By Dom Nozzi
January 7, 2017
A better transportation future for Boulder, Colorado — despite the conventional wisdom — is about reducing excessive driving advantages. It is not about finding more money for bike lanes, sidewalks, or transit.
Boulder has spent decades emphasizing the provision of more bike lanes, sidewalks, and transit as a way to promote non-car travel, but as exemplified by the lack of success in increasing non-car travel for a great many years, this “supply-side” tactic is well known by both practitioners and researchers to be almost entirely ineffective – particularly if land use densities are low and car parking is underpriced and abundant.

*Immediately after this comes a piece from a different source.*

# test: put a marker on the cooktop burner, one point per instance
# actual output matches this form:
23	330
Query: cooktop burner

What I call the “Four “S” strategy to effectively encourage cycling, walking and transit use is the key to success: Reduce car Speeds, Reduce Space allocated to cars, reduce Subsidies for motorists, and Shorten distances to destinations (via compact, mixed-use development).
Transportation Demand Management (TDM) strategies need to place more emphasis on nudging citizens with sticks such as user fees (which still retains the choice to travel by car, it must be noted), and less emphasis on carrots such as bike parking and sidewalks.
While “supply-side” strategies and “green gizmo” technology ideas (such as self-driving cars) are seductive at first glance (largely because they are relatively easy to implement politically), they will remain ineffective.